Friday, February 28, 2020

"Are You Still Fasting?"


I must admit I have not been doing the level of fasting I had been doing before my stroke last February. While in the hospital, a rehab center, and an anti-Catholic homeless shelter (while my plumbing was being fixed) I did a lot of fasting because I was served institutional meals with high-carb elements in them. I ate what little I could and did without.

When I came home my appetite came back and I felt deprived because of the long stint of mostly do-not-eat institutional food. And when I tried morning fasting I tended to have afternoon carb binges. 

I am trying to get back into fasting today, it being a Friday in Lent after all. I am allowing myself 2 coffees-with-MCT oil today and hoping to go for nothing else.
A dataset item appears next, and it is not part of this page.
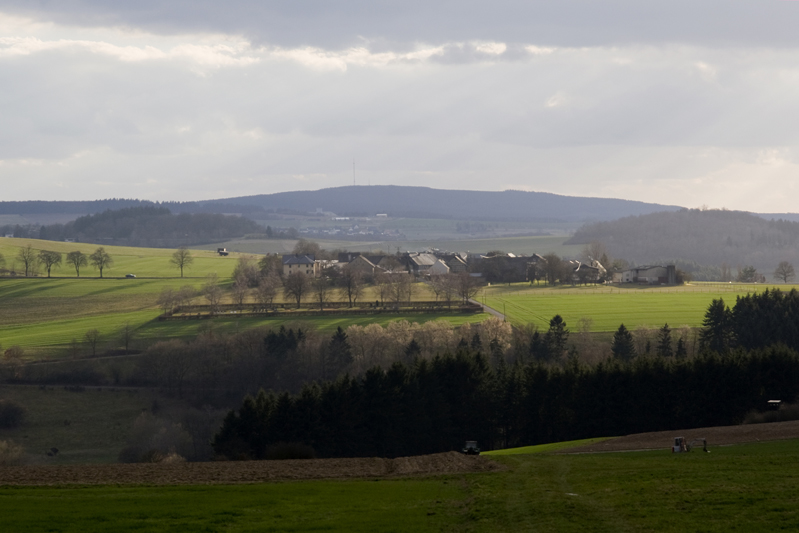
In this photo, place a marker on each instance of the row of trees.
(31, 259)
(434, 405)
If I feel massive temptation for a carb binge, though, I will eat a little something like some canned tuna. 

The problem with fasting is that a lot of people think it is all about skipping ‘calories’ and that we all should be counting and reducing our ‘calories.’ But we on Keto * Low-Carb should know better than that. Studies have shown that a 1000 calorie diet has radically different effects when the calories are from fat or protein mostly instead of from carbohydrates. Calories don’t count. Deprivation and hunger are not good things. 
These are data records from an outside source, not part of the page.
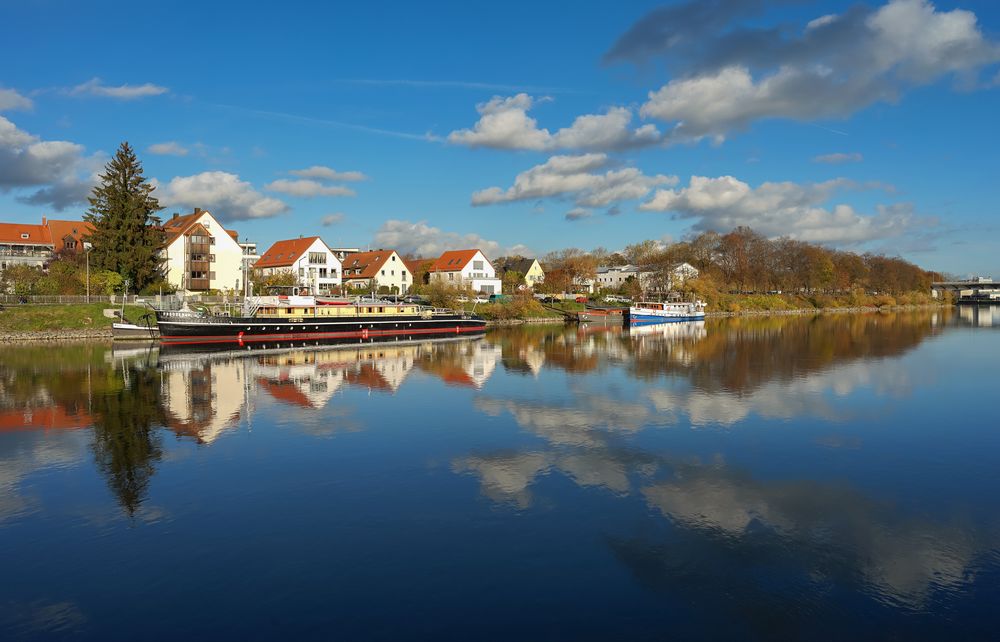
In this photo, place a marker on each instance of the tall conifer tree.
(127, 236)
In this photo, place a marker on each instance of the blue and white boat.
(651, 312)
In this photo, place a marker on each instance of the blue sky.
(528, 127)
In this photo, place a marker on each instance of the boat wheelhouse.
(650, 312)
(291, 318)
On Keto * Low-Carb fasting ideally happens because we aren’t experiencing hunger when we are in ketosis. If you are an older person or have long-term insulin resistance problems, lowering carbs alone won’t give you ‘fast weight loss’ or even any weight loss. But ketosis makes it easy to do some fasting and adding a bit of hunger-free fasting to your eating plan can help you lose a few pounds even if you have plateaued on your Keto * Low-Carb eating plan.

I think it was Dr. Jason Fung who said ‘when you fast, fast, when you feast, feast.’ A little fasting in a ketogenic life means that you can feast on your allowed foods without worry. You become in control, not the food. 
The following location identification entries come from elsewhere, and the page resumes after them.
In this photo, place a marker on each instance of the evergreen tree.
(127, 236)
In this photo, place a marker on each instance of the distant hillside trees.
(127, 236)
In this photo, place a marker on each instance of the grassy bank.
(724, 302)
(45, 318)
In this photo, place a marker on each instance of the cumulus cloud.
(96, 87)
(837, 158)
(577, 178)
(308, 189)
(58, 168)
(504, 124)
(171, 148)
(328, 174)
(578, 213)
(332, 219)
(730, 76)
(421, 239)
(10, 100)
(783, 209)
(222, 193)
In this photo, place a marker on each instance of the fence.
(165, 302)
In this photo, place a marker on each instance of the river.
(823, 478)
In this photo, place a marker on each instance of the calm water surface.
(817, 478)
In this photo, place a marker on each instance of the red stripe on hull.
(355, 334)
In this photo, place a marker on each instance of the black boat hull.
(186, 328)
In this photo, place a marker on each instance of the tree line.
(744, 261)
But learn to listen to your body. I’ve found that ‘white-knuckle’ fasting-with-hunger just leads me to give in to the temptation of a carb-binge. So if I start feeling hunger, I eat something. Even when I was planning on fasting. Eating a bit of low-or-zero carb food can derail a carb binge before it starts. Many of us make a point of not getting hungry so we are less tempted. Less tempted is good!